Now we are going to use this basic assistant to build the various collections in the vector store, utilizing the GenWorlds documentation and the code repository.

from genworlds.worlds.concrete.base.actions import UserSpeaksWithAgentEvent

# Format the message that will be sent to the simulation socket
test_msg = """BA Agent, please create a collection named genworlds-text-chunks in the qdrant vectorstore
from the contents of this file ./databases/genworlds-docs.txt """

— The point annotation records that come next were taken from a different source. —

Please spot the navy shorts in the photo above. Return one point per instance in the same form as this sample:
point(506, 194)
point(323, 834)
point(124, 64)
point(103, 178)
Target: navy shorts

message_to_send = UserSpeaksWithAgentEvent(
sender_id=test_user.id,
created_at=datetime.now(),
message=test_msg,
target_id="BA"
).json()

sleep(1)

# Send the message to BA
test_user.socket_client.send_message(message_to_send)
    {"event_type": "user_speaks_with_agent_event", "description": "The user speaks with an agent.", "summary": null, "created_at": "2023-10-09T09:17:13.992159", "sender_id": "test_user", "target_id": "BA", "message": "BA Agent, please create a collection named genworlds-text-chunks in the qdrant vectorstore\nfrom the contents of this file ./databases/genworlds-docs.txt "}
Agent is waking up...
...
You can find full outputs on GitHub.
...

Agent goes to sleep...
{"event_type": "agent_goes_to_sleep", "description": "The agent is waiting.", "summary": null, "created_at": "2023-10-09T09:18:37.846122", "sender_id": "BA", "target_id": null}
from genworlds.worlds.concrete.base.actions import UserSpeaksWithAgentEvent

test_msg = """BA Agent, please create a collection named genworlds-ner which extracts Named Entities and its descriptions in the qdrant vectorstore
from the contents of this file ./databases/genworlds-docs.txt """

message_to_send = UserSpeaksWithAgentEvent(
sender_id=test_user.id,
created_at=datetime.now(),
message=test_msg,
target_id="BA"
).json()

sleep(1)

# Send the message to BA
test_user.socket_client.send_message(message_to_send)
    {"event_type": "user_speaks_with_agent_event", "description": "The user speaks with an agent.", "summary": null, "created_at": "2023-10-09T09:19:14.651682", "sender_id": "test_user", "target_id": "BA", "message": "BA Agent, please create a collection named genworlds-ner which extracts Named Entities and its descriptions in the qdrant vectorstore\nfrom the contents of this file ./databases/genworlds-docs.txt "}
...
You can find full outputs on GitHub.
...

{"event_type": "agent_goes_to_sleep", "description": "The agent is waiting.", "summary": null, "created_at": "2023-10-09T09:32:14.226670", "sender_id": "BA", "target_id": null}

We remind you that this is a foundational and very basic example, simply to see the potential of what can be achieved. Subsequently, by modifying the different actions, adding more objects, more agents—as we will see in future tutorials—the Q&A Agent that is connected to these information sources will allow us, for example, to chat with our documentation.